Воронель добавляет: «Именно он показал мне, что культура может быть подлинной только тогда, когда она глубоко укоренилась». Воронель говорит как еврей, который узнал от Синявского, юдофила, что у него только тогда будет будущее, «когда я остро осознаю свои корни» [Нудельман 1986: 156].
238
Мнение Проферансова о научной фантастике схоже с мыслями, высказанными Синявским во время пребывания в Дубровлаге. В одном из своих писем он пишет (и видели бы вы, с каким презрением) о современной моде на научную фантастику в популярных журналах. Несмотря на его серьезный интерес и знание жанра, что очевидно по статьям, написанным до ареста, он возражает против того, что фантастика, как ему кажется, посягает на традиционную русскую культуру и сказку, в частности. Теперь, по его словам, такие сказочные персонажи, как Баба-Яга, объясняются как пришельцы из космоса. Для Синявского «объяснять повороты собственной культуры результатом внешнего постороннего вмешательства как-то неуважительно к этой культуре; все чудесные секреты переписаны в индустриальном стиле и сами по себе бесполезны» [Синявский 2002: 375–376].
239
Иначе излагая эту мысль, Синявский говорил в более позднем интервью: «Я вполне вижу своего любимого Маяковского или не очень любимого Солженицына на экране телевизора, но я не могу представить, что бы делал Мандельштам в телевизионной студии. “Бессонница. Гомер. Тугие паруса…” Дать эти божественные строки толпе, чтобы она разорвала их на части? Дать это массам? Это не для всех!» [Синявский 2001б: 131].
240
Ласковое имя «Дезик», которым Бальзанов был прозван дома и за которое его дразнили дети во дворе, тем более, когда у соседей появилась собака по кличке Дезка, также было именем, которым Синявского называла мать (в беседе с Марьей Васильевной, Фонтене-о-Роз, 2006). Воспоминания Бальзанова о том, что его дразнили за то, что он «другой», почти точно совпадают с собственными воспоминаниями Синявского. В литературных кругах имя Синявского воспринимали как звучащее на иностранном языке и заставляющее задуматься: «не изучал ли я русскую литературу со злым умыслом, не было ли тут какой-то интриги?» [Терц 1998: 103].
241
Е. А. Синявский пишет по-французски под псевдонимом Егор Гран по фамилии жены.
242
Французский романист голландского происхождения Ж. К. Гюисманс (1848–1907), который был последовательно реалистом, декадентом и мистиком-символистом, жил в Фонтене-о-Роз в 1881 году и описал его в романе «Наоборот».
243
Саша Супермен, или Супер, всегдашний помощник Бальзанова, имеет реальный прототип.

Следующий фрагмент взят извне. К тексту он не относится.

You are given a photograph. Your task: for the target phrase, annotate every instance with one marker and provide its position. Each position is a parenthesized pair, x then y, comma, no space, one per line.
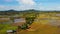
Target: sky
(30,4)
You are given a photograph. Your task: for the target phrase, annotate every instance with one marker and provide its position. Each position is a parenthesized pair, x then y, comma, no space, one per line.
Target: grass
(6,27)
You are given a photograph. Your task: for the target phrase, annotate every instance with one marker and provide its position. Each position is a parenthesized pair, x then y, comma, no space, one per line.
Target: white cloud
(26,2)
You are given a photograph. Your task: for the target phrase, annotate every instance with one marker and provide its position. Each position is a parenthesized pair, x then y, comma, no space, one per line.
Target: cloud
(26,2)
(8,0)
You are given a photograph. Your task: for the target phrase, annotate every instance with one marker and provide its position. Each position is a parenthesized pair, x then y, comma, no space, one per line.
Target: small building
(4,20)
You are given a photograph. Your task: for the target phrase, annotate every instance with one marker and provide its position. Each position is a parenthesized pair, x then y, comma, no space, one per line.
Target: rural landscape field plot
(31,22)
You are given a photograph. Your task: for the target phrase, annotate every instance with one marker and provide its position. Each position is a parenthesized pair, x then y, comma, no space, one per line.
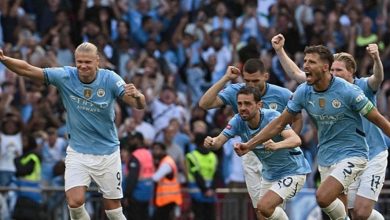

Саша Суриков, для Синявских «Супер», – молодой ученый, который во многом помогал Марье Васильевне и когда Синявский сидел в лагере, и позднее в Париже, ухаживая за ним незадолго до кончины.
244
Ср.: «Нет, – говорит сказка, – неправда, неправильно. Все это вам кажется <…> Чудесное, случается, вносит объяснение в нашу среду, где все – в собственном смысле – лишено логики, безвыходно, отвратительно и уму непостижимо. И то, что, вчера представлялось, не в праве существовать, получает санкцию сказки…» [Терц 1992, 2, 504–505]. В «Кошкином доме» у Синявского сказка на самом деле спасает человеку жизнь. Колымский лагерь не впускает Генку Темина (это реальный зэк Геннадий Михайлович Темин, знакомый Синявского [Синявский 2004, 2: 206–207, 210]). Этап пригнали издалека, и на жгучем морозе он неизбежно бы умер. Темин начинает молиться и вдруг слышит по лагерным громкоговорителям «сказку Пушкина о рыбаке и рыбке». В сознании Темина его мольба сливалась с голосом старика-рыбака: «Смилуйся, государыня рыбка…». И вдруг его впускают в лагерь. Тут прямая связь между тем, как Пушкин спас Генку Темина своей сказкой и как повесть о Пушкине спасла Синявского в лагере [Терц 1998: 94].
245
Такой увидели Синявские Москву лета 1992 года: «Мы были в ужасе. Было ощущение, что вернулись военные годы нашей юности» [Siniavskii 1997: 30–31].
246
Синявский перечитывал Андерсена в лагере [Синявский 2004, 1: 346–347].